13. "Out of Africa," Isak Dinesen. Another quintessential Africa book that inspired my global wandering. I never fail to tear up at this passage: "If I know a song of Africa, of the giraffe and the African new moon lying on her back, of the plows in the fields and the sweaty faces of the coffee pickers, does Africa know a song of me? Will the air over the plain quiver with a color that I have had on, or the children invent a game in which my name is, or the full moon throw a shadow over the gravel of the drive that was like me, or will the eagles of the Ngong Hills look out for me?" I wonder that about Morocco. How much of me is still there?

14. "Slaves of New York," Tama Janowitz. When I first read this book in the mid-'80s, I knew I had to live in New York someday.

15. "The Catcher in the Rye," J.D. Salinger.
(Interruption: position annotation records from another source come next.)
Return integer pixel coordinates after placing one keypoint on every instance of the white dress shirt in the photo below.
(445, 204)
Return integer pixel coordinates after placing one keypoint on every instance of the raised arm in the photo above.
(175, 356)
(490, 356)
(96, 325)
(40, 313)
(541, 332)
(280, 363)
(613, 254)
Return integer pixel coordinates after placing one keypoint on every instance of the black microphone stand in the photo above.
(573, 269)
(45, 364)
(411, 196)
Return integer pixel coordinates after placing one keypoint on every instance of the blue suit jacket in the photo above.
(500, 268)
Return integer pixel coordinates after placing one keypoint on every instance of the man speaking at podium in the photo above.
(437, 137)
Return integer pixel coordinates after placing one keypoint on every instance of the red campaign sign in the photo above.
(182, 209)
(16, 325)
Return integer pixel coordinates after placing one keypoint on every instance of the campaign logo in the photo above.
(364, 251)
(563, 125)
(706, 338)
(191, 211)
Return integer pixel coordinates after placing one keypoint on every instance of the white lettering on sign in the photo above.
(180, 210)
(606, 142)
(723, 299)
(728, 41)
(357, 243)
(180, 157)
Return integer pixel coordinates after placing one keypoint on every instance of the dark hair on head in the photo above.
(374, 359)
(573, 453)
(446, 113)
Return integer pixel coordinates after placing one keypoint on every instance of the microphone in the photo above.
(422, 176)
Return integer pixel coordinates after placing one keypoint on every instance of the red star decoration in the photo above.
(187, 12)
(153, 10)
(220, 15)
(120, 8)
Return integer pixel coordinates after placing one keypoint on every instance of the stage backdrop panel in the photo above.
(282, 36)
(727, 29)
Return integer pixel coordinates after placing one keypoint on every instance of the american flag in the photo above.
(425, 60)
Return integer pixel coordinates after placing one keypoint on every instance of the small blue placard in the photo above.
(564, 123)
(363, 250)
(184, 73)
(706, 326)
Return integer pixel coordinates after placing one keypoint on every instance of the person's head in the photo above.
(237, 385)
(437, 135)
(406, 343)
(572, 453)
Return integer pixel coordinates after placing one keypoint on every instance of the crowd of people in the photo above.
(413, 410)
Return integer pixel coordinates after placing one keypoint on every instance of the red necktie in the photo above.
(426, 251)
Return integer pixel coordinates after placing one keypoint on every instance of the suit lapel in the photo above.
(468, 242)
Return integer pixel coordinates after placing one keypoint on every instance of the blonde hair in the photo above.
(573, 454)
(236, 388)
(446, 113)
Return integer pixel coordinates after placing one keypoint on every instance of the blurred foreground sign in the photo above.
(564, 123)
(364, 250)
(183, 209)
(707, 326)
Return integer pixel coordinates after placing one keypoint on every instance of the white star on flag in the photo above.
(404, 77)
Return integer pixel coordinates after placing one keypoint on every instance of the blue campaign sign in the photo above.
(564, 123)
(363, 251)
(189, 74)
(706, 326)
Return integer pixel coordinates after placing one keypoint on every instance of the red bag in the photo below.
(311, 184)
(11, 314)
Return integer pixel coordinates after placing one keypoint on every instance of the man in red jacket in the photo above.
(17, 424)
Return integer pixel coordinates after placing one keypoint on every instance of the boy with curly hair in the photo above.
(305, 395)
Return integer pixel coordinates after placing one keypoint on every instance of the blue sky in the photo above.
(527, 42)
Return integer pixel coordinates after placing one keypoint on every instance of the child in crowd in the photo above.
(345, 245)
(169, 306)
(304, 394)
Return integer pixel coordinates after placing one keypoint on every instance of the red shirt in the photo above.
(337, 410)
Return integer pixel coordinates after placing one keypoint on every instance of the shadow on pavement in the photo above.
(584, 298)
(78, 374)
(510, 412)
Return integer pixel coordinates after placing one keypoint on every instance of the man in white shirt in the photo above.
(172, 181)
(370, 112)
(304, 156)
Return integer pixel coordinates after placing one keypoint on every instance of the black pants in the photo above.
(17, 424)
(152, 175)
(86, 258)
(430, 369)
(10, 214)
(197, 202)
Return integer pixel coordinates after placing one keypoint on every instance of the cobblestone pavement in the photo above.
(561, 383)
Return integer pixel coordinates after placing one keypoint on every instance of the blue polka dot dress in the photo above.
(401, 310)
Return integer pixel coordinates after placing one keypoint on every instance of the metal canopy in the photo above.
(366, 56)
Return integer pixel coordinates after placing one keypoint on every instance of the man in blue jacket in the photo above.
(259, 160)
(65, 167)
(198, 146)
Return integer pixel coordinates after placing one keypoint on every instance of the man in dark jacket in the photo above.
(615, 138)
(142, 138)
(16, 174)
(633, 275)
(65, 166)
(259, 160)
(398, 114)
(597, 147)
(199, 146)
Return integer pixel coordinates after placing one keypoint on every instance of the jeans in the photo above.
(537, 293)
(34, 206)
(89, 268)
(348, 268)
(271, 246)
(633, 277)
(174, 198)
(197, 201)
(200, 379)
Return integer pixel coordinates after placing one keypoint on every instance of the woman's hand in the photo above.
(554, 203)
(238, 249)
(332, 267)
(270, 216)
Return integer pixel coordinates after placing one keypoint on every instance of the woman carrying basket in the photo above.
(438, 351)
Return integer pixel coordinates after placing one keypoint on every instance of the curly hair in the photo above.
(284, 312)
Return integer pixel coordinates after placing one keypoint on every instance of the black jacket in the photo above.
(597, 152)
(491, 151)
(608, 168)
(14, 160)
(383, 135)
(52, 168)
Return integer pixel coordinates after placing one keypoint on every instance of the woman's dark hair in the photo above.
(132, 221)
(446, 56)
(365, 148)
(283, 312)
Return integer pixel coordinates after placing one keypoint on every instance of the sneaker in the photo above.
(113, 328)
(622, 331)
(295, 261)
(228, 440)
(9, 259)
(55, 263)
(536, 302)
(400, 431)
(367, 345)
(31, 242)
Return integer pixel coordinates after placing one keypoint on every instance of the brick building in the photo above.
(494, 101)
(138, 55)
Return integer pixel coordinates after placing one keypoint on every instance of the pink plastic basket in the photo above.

Who can't identify with the adolescent frustration and confusion that permeates this book, and permeates all of us well into adulthood?

I love these books so much, I'm mailing them all across the ocean.

6 comments:

  1. You have great taste in literature! I think Sheltering Sky has to be one of the best books I ever read. I'm sure it has special meaning for you because of all the time you spent in that part of the world. That's a good exercise to name your top 15 books; I'll have to try it!

    ReplyDelete
  2. What a fantastic selection - high road, low road and everything inbetween.

    ReplyDelete
  3. Boy The Bell Jar was really freaky to me - by the end I finally understood why someone might consider suicide. But you're right, it's an excellent book.

    I live with a historian. Any book given away is a mighty victory in our house :)

    ReplyDelete
  4. No Jane Austen, but still a great list.

    ReplyDelete
  5. Three of these books, The Sheltering Sky, Slouching Towards Bethlehem, and In Cold Blood, really define my reading life in my twenties.

    Add The Executioners Song, Edie, and The World According to Garp and you have all the books that most transfixed me back then.

    Thanks for the trip down memory lane. (Looking back, I must have been in a fairly dark and ironic place.)

    ReplyDelete
  6. hey, i haven't checked your blog in ages, so I had NO idea you resumed writing (no RSS readers to warn me of your return) and left the US. congratulations on the big move. can't wait to read all about it.